I don't think so. I would like to see the history of the Confederacy relegated to museums and libraries, something buffs and scholars study as interesting but no longer troubling to Americans 50 year in the future.
 
I don't think so. I would like to see the history of the Confederacy relegated to museums and libraries, something buffs and scholars study as interesting but no longer troubling to Americans 50 year in the future.
The average American doesn't think about the Civil War now anyways nor much else to do with history and when we get rid of the Civil War, what next the holocaust or the treatment of the American Indians maybe the internment of the Japanese Americans? There is a lot to be learned from this era and it's not all is as nice and neat as most would have us believe, everything the Confederacy stood for was not evil and everything the Union did was not good or even legal. If you don't want to study the Civil War then don't, simple as that.
 
You are entitiled to your opinion if it is based on some knowledge and research not parroting Fox pundits I hope. Have you ever read the NY Times on a regular basis?
founded in 1851, winning 112 Pulitzer prizes and having the most popular US news site recieving more than 30 million unique visitors a month. Did you mean to insult
30 million Americans?
Did you mean to insult the tens of millions of Americans who are better off not to mention alive with your comments? Yes, that's right the NY Times investigative reporting
on the Tobacco industry and the dangers of smoking helped motivate tens of millions of smokers to quit and millions more to never start. The Surgeon General stated that
investigative journalists from papers like the NY Times not only saved millions of lives but trillions of dollars lost to caring for smoking related diseases. the list goes on and
on from helping to create safer work places to exposing pollution, unsafe food and medicines. Today the NY Times is leading the fight to convince our government to take
action on global warming, something most scientists have been warning us for years.
I subscribe to 11 newspapers (digitally) and read articles from a half dozen more each week. The NY Times is one of many places I get my news and I certainly don't insult
the other publications even if I don't agree with them. Try looking at both sides of a debate before you make irresponsible statements.

Rich,
we have met and talked in person and it was enjoyable.

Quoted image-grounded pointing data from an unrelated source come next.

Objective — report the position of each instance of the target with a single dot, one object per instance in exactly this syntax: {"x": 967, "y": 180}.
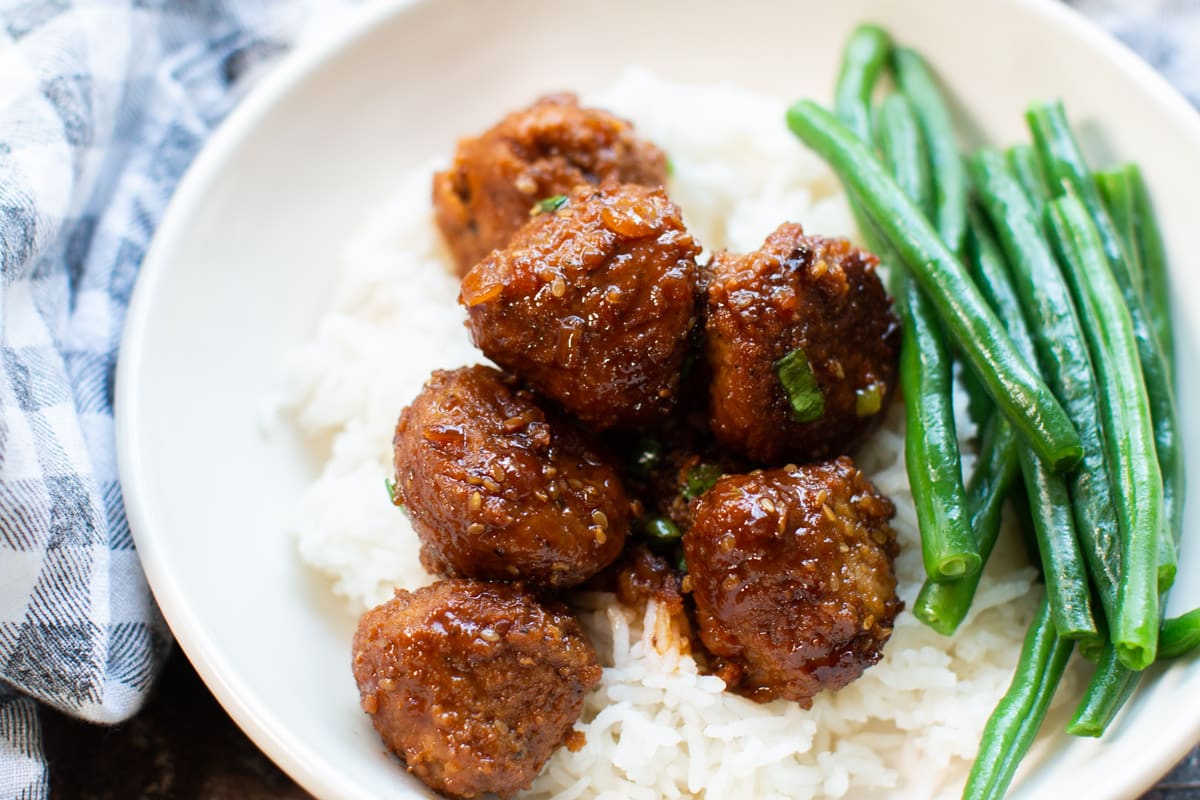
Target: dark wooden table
{"x": 184, "y": 746}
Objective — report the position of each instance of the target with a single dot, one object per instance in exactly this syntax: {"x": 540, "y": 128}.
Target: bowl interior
{"x": 247, "y": 253}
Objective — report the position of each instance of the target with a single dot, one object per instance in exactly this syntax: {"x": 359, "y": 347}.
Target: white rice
{"x": 655, "y": 727}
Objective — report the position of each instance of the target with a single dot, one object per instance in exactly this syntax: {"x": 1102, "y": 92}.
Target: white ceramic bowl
{"x": 245, "y": 257}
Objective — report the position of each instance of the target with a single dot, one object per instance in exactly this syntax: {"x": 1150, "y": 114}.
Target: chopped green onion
{"x": 869, "y": 400}
{"x": 700, "y": 479}
{"x": 801, "y": 386}
{"x": 660, "y": 529}
{"x": 646, "y": 458}
{"x": 549, "y": 205}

As for me agreeing with a comment someone else made, I stand by it. As for what news I do like, you could not be more off based and I think you make a lot of assumptions above about my viewpoints. My comment has to do with this issue in this thread and I find it downright stupid, hence my comment. Now, if you feel better with your above diatribe, then by all means, go with it.

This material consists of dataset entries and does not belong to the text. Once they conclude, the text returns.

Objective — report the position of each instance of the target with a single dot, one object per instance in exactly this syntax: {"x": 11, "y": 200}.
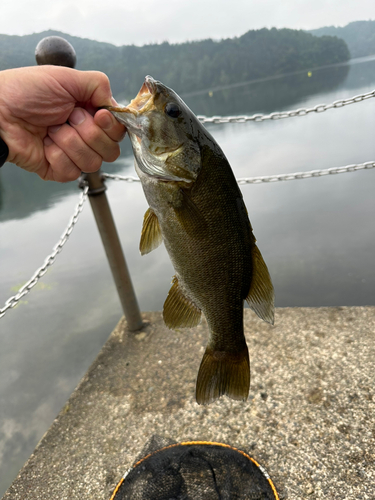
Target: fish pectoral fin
{"x": 190, "y": 217}
{"x": 261, "y": 294}
{"x": 151, "y": 236}
{"x": 223, "y": 373}
{"x": 179, "y": 311}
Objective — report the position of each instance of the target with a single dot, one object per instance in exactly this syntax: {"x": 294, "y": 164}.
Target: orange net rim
{"x": 205, "y": 443}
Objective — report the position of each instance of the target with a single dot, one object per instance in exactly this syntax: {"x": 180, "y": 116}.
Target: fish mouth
{"x": 144, "y": 101}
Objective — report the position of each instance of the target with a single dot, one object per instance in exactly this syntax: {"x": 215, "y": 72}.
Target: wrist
{"x": 4, "y": 152}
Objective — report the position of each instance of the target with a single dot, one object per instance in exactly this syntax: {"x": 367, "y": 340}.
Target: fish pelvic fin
{"x": 179, "y": 311}
{"x": 151, "y": 236}
{"x": 261, "y": 295}
{"x": 221, "y": 373}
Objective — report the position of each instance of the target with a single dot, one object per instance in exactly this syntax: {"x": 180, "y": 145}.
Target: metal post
{"x": 58, "y": 51}
{"x": 112, "y": 246}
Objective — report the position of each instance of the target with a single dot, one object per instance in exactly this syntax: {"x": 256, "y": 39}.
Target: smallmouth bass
{"x": 196, "y": 208}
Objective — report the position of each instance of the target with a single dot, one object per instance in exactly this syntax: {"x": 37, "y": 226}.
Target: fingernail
{"x": 77, "y": 117}
{"x": 106, "y": 121}
{"x": 47, "y": 141}
{"x": 54, "y": 129}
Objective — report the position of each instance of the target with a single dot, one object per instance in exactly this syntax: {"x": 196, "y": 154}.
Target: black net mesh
{"x": 196, "y": 471}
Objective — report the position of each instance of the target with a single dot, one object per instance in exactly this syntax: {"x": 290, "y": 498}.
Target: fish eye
{"x": 172, "y": 110}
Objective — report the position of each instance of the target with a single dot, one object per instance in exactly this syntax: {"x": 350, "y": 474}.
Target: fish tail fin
{"x": 221, "y": 373}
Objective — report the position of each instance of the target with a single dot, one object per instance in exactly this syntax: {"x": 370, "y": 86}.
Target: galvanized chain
{"x": 12, "y": 301}
{"x": 305, "y": 175}
{"x": 319, "y": 108}
{"x": 273, "y": 178}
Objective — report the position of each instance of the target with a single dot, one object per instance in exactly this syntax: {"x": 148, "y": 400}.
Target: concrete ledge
{"x": 310, "y": 418}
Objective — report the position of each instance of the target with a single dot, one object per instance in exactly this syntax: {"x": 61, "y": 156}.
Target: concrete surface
{"x": 309, "y": 420}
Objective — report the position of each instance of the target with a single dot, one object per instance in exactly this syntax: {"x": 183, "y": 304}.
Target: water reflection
{"x": 268, "y": 95}
{"x": 317, "y": 237}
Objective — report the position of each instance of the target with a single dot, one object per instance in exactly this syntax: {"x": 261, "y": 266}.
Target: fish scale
{"x": 197, "y": 210}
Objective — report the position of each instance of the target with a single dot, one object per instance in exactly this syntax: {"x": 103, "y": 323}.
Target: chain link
{"x": 12, "y": 301}
{"x": 273, "y": 178}
{"x": 319, "y": 108}
{"x": 305, "y": 175}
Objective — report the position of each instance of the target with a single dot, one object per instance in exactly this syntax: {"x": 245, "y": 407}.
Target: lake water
{"x": 316, "y": 235}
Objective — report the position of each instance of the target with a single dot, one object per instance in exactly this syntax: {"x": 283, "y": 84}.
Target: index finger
{"x": 107, "y": 122}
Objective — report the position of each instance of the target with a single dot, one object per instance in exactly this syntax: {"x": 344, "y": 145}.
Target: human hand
{"x": 50, "y": 121}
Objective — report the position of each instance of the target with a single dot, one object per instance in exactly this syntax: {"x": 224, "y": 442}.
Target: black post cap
{"x": 56, "y": 51}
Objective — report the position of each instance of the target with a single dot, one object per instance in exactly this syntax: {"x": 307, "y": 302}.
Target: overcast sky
{"x": 140, "y": 22}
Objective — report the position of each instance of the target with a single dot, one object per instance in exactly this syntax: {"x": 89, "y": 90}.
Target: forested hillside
{"x": 359, "y": 36}
{"x": 189, "y": 66}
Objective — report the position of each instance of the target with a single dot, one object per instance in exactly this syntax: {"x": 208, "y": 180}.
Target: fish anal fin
{"x": 179, "y": 311}
{"x": 151, "y": 236}
{"x": 223, "y": 373}
{"x": 261, "y": 294}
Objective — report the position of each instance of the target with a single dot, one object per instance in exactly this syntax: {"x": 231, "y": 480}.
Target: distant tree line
{"x": 190, "y": 66}
{"x": 358, "y": 35}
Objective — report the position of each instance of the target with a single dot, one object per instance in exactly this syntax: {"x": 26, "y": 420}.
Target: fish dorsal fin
{"x": 261, "y": 294}
{"x": 179, "y": 311}
{"x": 151, "y": 236}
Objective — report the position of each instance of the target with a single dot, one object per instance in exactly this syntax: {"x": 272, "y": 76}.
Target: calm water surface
{"x": 316, "y": 235}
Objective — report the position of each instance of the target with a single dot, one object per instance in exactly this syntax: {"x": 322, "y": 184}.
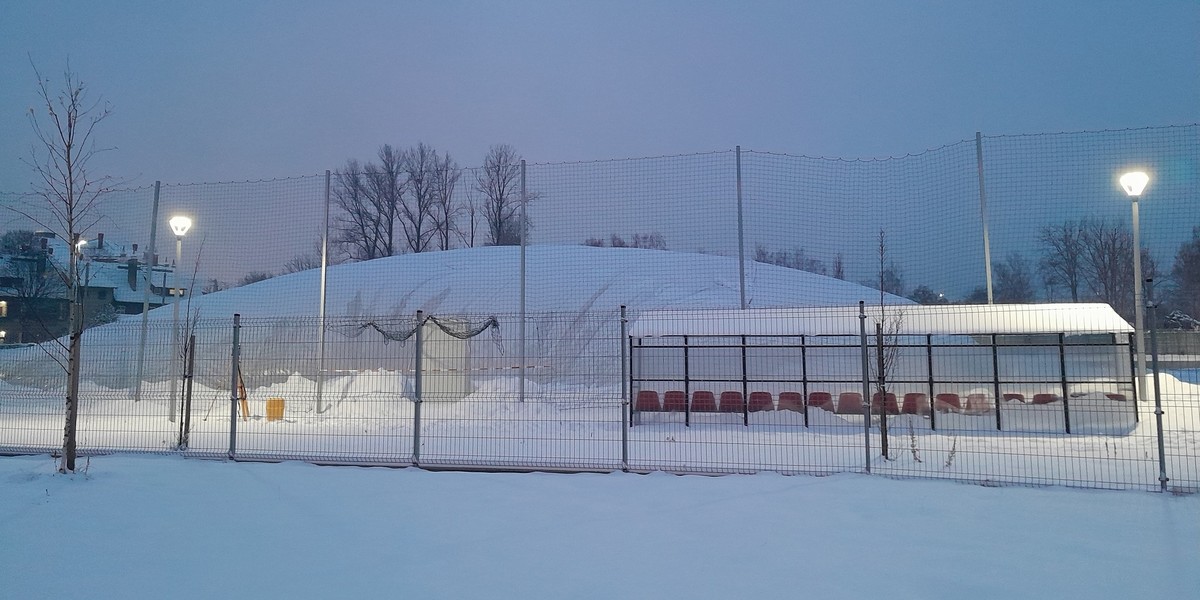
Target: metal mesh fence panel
{"x": 118, "y": 412}
{"x": 813, "y": 232}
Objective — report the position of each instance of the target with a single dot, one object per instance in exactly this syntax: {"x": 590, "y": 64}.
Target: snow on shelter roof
{"x": 915, "y": 319}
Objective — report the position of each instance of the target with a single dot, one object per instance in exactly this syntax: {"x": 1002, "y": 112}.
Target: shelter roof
{"x": 913, "y": 319}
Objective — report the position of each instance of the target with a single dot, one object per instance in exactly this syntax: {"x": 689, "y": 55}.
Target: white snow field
{"x": 133, "y": 527}
{"x": 569, "y": 423}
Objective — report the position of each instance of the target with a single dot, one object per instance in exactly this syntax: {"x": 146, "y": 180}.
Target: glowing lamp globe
{"x": 1134, "y": 183}
{"x": 180, "y": 225}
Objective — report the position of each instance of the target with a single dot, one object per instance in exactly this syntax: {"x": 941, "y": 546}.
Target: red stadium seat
{"x": 822, "y": 400}
{"x": 647, "y": 401}
{"x": 761, "y": 401}
{"x": 850, "y": 402}
{"x": 703, "y": 401}
{"x": 888, "y": 403}
{"x": 915, "y": 403}
{"x": 791, "y": 401}
{"x": 675, "y": 401}
{"x": 947, "y": 403}
{"x": 732, "y": 402}
{"x": 978, "y": 403}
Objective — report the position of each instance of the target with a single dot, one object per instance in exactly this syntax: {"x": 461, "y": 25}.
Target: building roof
{"x": 915, "y": 319}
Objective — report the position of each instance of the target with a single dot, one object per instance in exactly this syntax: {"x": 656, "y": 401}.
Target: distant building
{"x": 113, "y": 282}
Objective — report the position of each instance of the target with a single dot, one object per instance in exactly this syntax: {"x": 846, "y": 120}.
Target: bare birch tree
{"x": 499, "y": 181}
{"x": 1062, "y": 258}
{"x": 385, "y": 193}
{"x": 418, "y": 205}
{"x": 64, "y": 124}
{"x": 445, "y": 207}
{"x": 359, "y": 231}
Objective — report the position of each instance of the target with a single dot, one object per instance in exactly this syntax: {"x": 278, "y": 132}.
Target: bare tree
{"x": 445, "y": 208}
{"x": 469, "y": 210}
{"x": 64, "y": 124}
{"x": 839, "y": 267}
{"x": 1108, "y": 264}
{"x": 417, "y": 207}
{"x": 1014, "y": 280}
{"x": 653, "y": 240}
{"x": 385, "y": 192}
{"x": 253, "y": 277}
{"x": 795, "y": 258}
{"x": 309, "y": 259}
{"x": 1062, "y": 258}
{"x": 887, "y": 337}
{"x": 359, "y": 232}
{"x": 39, "y": 285}
{"x": 499, "y": 181}
{"x": 16, "y": 241}
{"x": 924, "y": 294}
{"x": 1186, "y": 275}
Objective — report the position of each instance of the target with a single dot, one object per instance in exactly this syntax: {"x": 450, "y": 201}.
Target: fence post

End of day, as I said in another thread, I will continue to fly my flag, by all means, enjoy yours. That statment is just that, I have my opinions, you have yours. The above is just absolutely so off based on my viewpoints, your post is laughable. And by the way, the last time I checked, I still live in a free country and can have ANY opinion I want to on anything, I didn't know it had to be qualified, researched, vetted, etc.

TD
 
I don't think so. I would like to see the history of the Confederacy relegated to museums and libraries, something buffs and scholars study as interesting but no longer troubling to Americans 50 year in the future.

So, what you are saying is, let's just teach our kids to ignore part of US history and only have access through research in a museum or library? I don't find history "troubling", I find it as history, interesting, etc. Really, it is whatever you want to make of it, interpret it, etc. I believe, in good/bad/indifferent, people should understand their history. The whole doomed to repeat it statement is quite accurate in my opinion.

I would hope most people don't want to relegate history to museums. Last time I checked, kids are still studying Attila the Hun and Genghis Khan, Adolf Hitler, Tojo and many other brutal events. That's a good thing as again, I think it is important to understand and be exposed rather than just sweep it away to a museum.